Risk oversight

July 2013

On June 4–5, 2013, members of the North American Audit Committee Leadership Network (ACLN) and the Lead Director Network (LDN) met jointly in New York to discuss the board’s oversight of risk, among other topics.

This document summarizes the key points that ACLN and LDN members raised in the discussion, along with background information and perspectives that members shared before the meeting. The discussion among ACLN and LDN members and other participants in the meeting brought forth three major points:

  • Boards are worried about long-term strategic risks
    While boards pay attention to many aspects of risk, an important priority is to help management understand and manage the most strategically important risks. Members mentioned the potential impact of disruptive innovation, which may be both difficult to anticipate and devastating. The board must push management to identify these types of risks, and it must assist in the process by discussing strategic risks frequently and seeking the input of outsiders.

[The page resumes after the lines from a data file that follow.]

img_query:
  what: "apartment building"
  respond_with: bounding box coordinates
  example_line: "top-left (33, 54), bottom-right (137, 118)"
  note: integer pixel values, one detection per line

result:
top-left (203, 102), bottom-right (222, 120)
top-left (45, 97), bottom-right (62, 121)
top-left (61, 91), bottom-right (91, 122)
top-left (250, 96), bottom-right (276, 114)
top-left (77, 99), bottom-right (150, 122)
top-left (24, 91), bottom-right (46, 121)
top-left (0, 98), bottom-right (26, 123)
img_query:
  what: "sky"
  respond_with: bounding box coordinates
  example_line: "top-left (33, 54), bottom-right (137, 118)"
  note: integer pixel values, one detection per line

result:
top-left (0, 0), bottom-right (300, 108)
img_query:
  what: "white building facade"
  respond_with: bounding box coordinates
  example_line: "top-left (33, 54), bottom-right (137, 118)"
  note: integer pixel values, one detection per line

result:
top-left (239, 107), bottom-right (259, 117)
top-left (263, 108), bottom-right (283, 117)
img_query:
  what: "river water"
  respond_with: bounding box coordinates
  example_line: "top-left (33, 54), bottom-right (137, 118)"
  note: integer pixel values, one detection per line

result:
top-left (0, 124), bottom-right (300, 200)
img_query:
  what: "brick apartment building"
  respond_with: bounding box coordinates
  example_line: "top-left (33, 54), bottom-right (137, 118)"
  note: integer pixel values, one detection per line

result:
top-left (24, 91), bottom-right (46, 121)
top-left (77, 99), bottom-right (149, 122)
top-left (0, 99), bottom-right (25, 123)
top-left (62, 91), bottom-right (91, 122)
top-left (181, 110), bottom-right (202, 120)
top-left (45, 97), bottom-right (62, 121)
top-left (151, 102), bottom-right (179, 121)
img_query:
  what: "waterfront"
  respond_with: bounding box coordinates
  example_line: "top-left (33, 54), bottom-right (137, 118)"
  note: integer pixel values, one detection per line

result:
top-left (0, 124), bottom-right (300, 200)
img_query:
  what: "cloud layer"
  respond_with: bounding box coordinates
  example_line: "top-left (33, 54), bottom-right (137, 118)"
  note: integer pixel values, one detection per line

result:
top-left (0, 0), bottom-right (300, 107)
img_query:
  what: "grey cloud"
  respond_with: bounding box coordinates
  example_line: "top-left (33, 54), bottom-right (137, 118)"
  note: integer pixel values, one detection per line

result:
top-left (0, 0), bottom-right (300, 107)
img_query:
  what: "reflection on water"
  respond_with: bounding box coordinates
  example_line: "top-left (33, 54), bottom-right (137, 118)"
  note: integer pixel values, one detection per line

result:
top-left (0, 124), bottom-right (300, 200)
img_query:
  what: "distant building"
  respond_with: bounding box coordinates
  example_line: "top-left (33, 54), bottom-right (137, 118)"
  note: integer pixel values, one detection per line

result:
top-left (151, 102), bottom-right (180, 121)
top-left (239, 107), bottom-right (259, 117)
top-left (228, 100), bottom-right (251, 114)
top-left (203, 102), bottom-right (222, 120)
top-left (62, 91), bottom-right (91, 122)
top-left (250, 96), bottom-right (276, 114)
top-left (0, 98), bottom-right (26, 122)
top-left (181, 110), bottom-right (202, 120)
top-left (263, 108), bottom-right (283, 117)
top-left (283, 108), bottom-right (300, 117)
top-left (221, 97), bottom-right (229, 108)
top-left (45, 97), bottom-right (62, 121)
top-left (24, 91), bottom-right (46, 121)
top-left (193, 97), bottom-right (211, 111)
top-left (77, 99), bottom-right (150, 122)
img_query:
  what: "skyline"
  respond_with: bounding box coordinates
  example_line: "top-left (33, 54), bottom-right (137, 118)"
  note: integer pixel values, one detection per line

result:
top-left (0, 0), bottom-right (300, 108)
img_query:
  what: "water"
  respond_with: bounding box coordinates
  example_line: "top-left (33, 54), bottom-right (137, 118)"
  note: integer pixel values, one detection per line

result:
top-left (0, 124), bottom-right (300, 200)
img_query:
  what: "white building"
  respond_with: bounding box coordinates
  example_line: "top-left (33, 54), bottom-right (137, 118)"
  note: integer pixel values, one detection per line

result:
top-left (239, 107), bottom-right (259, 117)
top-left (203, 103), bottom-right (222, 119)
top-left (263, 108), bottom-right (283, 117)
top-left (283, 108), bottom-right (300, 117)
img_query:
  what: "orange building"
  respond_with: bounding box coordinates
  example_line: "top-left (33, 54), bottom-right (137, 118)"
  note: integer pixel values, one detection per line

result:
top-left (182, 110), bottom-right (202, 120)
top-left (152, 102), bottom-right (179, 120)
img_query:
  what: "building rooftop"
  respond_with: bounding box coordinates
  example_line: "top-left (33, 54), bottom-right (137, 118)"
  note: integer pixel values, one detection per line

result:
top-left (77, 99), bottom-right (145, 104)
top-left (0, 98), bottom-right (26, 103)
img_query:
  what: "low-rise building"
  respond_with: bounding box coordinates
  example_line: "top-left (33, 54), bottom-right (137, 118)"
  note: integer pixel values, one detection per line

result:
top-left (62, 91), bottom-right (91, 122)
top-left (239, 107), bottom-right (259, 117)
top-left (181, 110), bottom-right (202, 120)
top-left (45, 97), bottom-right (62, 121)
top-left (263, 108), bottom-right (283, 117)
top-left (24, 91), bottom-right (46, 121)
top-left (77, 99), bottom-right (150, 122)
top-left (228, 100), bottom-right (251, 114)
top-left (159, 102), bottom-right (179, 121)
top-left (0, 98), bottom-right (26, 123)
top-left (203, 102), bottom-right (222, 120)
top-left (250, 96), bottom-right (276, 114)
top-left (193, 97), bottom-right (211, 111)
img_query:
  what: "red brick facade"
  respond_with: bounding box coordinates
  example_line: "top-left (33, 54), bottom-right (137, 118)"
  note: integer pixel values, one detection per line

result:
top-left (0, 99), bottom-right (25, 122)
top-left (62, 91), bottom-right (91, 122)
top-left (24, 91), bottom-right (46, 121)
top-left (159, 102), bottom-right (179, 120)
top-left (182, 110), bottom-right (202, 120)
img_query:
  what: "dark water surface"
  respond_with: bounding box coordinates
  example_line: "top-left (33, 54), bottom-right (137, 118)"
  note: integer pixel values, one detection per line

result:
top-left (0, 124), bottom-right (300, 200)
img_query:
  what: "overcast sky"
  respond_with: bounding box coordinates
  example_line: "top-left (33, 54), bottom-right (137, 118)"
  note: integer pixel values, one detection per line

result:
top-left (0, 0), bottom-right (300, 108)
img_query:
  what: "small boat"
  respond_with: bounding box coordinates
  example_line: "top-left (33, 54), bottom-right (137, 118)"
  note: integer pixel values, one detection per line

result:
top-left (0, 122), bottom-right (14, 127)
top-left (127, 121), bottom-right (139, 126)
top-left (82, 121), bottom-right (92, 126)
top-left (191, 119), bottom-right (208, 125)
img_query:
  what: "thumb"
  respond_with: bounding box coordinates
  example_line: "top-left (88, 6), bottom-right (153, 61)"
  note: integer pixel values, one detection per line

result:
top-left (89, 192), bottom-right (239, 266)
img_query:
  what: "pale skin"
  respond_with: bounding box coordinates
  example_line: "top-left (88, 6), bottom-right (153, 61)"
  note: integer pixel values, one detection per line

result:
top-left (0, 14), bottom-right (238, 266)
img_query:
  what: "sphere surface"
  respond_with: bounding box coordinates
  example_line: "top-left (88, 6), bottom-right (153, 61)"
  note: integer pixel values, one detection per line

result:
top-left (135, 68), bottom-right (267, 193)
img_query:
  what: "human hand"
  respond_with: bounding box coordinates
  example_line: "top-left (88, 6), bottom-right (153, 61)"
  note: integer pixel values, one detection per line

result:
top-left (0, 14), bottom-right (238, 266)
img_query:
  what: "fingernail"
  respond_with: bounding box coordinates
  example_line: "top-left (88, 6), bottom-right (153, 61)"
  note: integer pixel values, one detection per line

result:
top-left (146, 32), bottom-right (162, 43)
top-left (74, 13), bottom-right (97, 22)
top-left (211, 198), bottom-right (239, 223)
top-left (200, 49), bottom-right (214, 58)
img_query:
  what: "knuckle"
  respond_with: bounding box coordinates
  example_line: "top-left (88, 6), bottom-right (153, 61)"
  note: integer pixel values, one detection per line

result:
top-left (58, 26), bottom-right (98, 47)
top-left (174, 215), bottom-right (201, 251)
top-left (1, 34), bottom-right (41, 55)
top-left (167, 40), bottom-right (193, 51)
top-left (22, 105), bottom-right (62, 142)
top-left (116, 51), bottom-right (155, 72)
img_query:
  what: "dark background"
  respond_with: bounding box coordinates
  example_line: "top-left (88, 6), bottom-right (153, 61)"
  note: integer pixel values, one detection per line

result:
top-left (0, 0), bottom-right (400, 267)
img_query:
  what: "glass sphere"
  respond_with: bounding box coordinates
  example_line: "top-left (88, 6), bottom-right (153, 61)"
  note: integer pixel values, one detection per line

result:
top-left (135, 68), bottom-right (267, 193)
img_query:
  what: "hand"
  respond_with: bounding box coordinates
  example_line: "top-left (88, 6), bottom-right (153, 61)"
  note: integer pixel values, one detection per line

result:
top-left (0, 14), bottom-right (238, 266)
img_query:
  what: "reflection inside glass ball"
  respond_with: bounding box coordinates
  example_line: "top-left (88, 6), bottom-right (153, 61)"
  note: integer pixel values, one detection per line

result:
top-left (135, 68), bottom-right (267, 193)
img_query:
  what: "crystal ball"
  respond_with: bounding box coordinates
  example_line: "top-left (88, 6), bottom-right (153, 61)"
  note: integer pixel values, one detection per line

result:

  • All board directors should engage in risk oversight
    Members said that all board directors should contribute their expertise and judgment to the board’s efforts to oversee risk. Many members noted that the full board is ultimately in charge of risk oversight. At the same time, various committees of the board, especially the audit committee and the risk committee (if there is one), are likely to play important roles, by overseeing the overall process and/or by taking responsibility for the oversight of specific risks.

  • Risk disclosures should reflect the board’s discussion of risk
    Disclosures about risk, risk management, and the board’s oversight role are increasingly important elements of reporting to regulators, shareholders, and the wider public. One member suggested that companies may be wary of divulging competitive information in risk disclosures. However, Michael Smith, a partner at King & Spalding, noted that disclosures should reflect the board’s concerns regarding risk. The board should review the risk factors disclosed by the company to assure they are aligned with the boards’ view of risks.